If you are having problems with AWS lambdas exceeding the 250MB limit, here is a tip that might help.
First of all, it is good to know that, unless you need a specific version, you do not need to include boto3 in your deployments because it is already provided with the runtime environment.
When you know that boto3 uses ~1.3Mb and botocore, which comes with it, ~65Mb, it is major.
However, there are situations where boto3 is a dependency of one of your dependencies, and so it comes back into the picture. This could be the case if you are using mypy and boto stubs, and you need to explicitly type an object from boto, like in a function signature.
from mypy_boto3_dynamodb.service_resource import DynamoDBServiceResource def do_stuff(dynamodb: DynamoDBServiceResource) -> None: ...
Since boto3-stubs does not come in the Lambda runtime environment, this code crashes if deployed without the said library. So you have to include it. But, since this library depends on boto3, you will end up with the whole boto3 in your deployment.
By modifying the code, there is a way around the problem.
try: from mypy_boto3_dynamodb.service_resource import DynamoDBServiceResource except ModuleNotFoundError: DynamoDBServiceResource = "mypy_boto3_dynamodb.service_resource.DynamoDBServiceResource" # type: ignore def do_stuff(dynamodb: DynamoDBServiceResource) -> None: ...

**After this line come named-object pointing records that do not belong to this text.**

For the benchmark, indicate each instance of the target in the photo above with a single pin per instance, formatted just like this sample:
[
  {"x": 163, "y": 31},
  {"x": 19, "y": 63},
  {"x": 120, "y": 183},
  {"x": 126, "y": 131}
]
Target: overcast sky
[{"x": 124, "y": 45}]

Locally / in your development environment, boto3-stubs is installed and mypy will correctly identify DynamoDBServiceResource. In production, without the stubs, the variable becomes a string instead. As type annotations are ignored at runtime, it doesn’t change anything.
Note: the assignment on line 4 must be annotated with
# type: ignore because mypy will correctly identify the type change of the DynamoDBServiceResource variable, which is a typing error.
With this modification, you can return the boto3-stubs library to your development dependencies and regain ~66MB of space.